Merasa geram dengan pernyataan itu, Hasbi langsung menunjukkan bukti percakapan Fifi melalui forum grup WhatsApp.
“Jelas ibu Fifi (Menulis teks di grup whatsApp,-red), saya prihatin dengan tempat duduk ini. Ini terbaik buat siswanya tapi merawatnya susah, ini di mana penyangga mejanya cuma ada sebelah. Entah harus bagaimana menasehati nya. Suruh mengganti enggak mau,” kata Hasbi membacakan isi percakapan di grup WhatsApp.
“Artinya kenapa ibu menyuruh, mereka mengganti, kenapa?,” tanya Hasbi yang kembali dengan nada tinggi.
Fifi menyebut bahwa hal itu dilakukan sebagai upaya pihak sekolah untuk memberikan efek jera, terhadap anak yang dinilai nakal karena telah merusak meja sekolah.
Bahkan Fifi mengklaim bahwa pihaknya sudah menasehati, namun orangtua murid tak kunjung ke sekolah.
“Tinggal dikasih pelurusaan, dididik dengan cara yang baik, mereka kan baru siswa kelas 4 SD.”
“Yang harus nya datang pihak sekolah ke orang tua murid ke rumah, ini anak ibu anak bapak perlu dinasehati. Sehingga tidak perlu ditulis di grup kelas 4 B, ibu sama saja mempermalukan dia,” pungkasnya.
Refleksi Sistem Pendidikan di Indonesia
Kasus ini membuka mata kita tentang beberapa masalah mendasar dalam sistem pendidikan di Indonesia:
- Ketimpangan Ekonomi
Tidak semua keluarga mampu memenuhi permintaan sekolah seperti penggantian fasilitas yang rusak. Hal ini menciptakan diskriminasi tidak langsung terhadap siswa dari keluarga kurang mampu. - Buruknya Fasilitas Sekolah
Masalah kursi rusak ini juga menunjukkan bahwa banyak sekolah di Indonesia masih kekurangan fasilitas memadai. Alih-alih fokus pada pendidikan berkualitas, sekolah justru terbebani dengan pemeliharaan sarana yang minim dukungan dari pemerintah. - Kebijakan yang Tidak Ramah Keluarga
Meminta orangtua untuk mengganti fasilitas rusak adalah kebijakan yang tidak sensitif terhadap kondisi ekonomi keluarga.

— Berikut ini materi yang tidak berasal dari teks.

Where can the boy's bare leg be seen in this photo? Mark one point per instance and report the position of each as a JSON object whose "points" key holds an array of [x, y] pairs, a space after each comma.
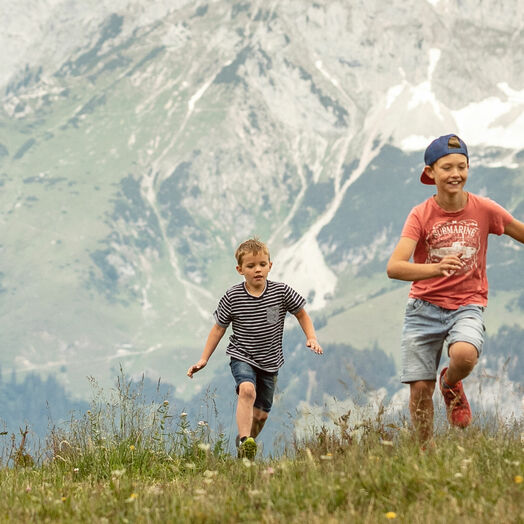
{"points": [[246, 399], [421, 408], [259, 419], [462, 359]]}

Seharusnya, tanggung jawab utama pemeliharaan fasilitas sekolah ada di tangan pemerintah atau pihak sekolah sendiri.
Solusi untuk Mencegah Kasus Serupa
Untuk mencegah kejadian serupa terjadi di masa depan, ada beberapa langkah yang bisa diambil:
- Peningkatan Dana BOS (Bantuan Operasional Sekolah)
Pemerintah perlu meningkatkan alokasi dana BOS agar sekolah memiliki anggaran yang cukup untuk memperbaiki fasilitas yang rusak. - Penghapusan Kebijakan Penggantian Barang Rusak
Kebijakan yang membebani orangtua dengan penggantian barang rusak harus dihapus. Tanggung jawab ini harus dialihkan kepada pihak sekolah atau pemerintah. - Sosialisasi yang Lebih Baik
Komunikasi antara sekolah dan orangtua perlu diperbaiki. Sekolah harus lebih transparan dan bijaksana dalam menangani masalah seperti ini. - Program Donasi Publik
Masyarakat dapat diajak berpartisipasi dalam program donasi untuk membantu sekolah-sekolah yang kekurangan fasilitas.
Kisah ibu yang membawa kursi rusak ke sekolah dengan berjalan kaki adalah cerminan dari ketimpangan sistem pendidikan di Indonesia. Meskipun niat sekolah adalah untuk mendidik siswa agar lebih bertanggung jawab, kebijakan yang diterapkan justru menambah beban bagi keluarga kurang mampu.
Semoga insiden ini menjadi pelajaran bagi semua pihak, terutama pemerintah dan pihak sekolah, untuk memperbaiki sistem pendidikan agar lebih inklusif dan ramah terhadap semua lapisan masyarakat. Pendidikan adalah hak setiap anak, dan tidak seharusnya dibebani oleh masalah finansial atau fasilitas yang buruk.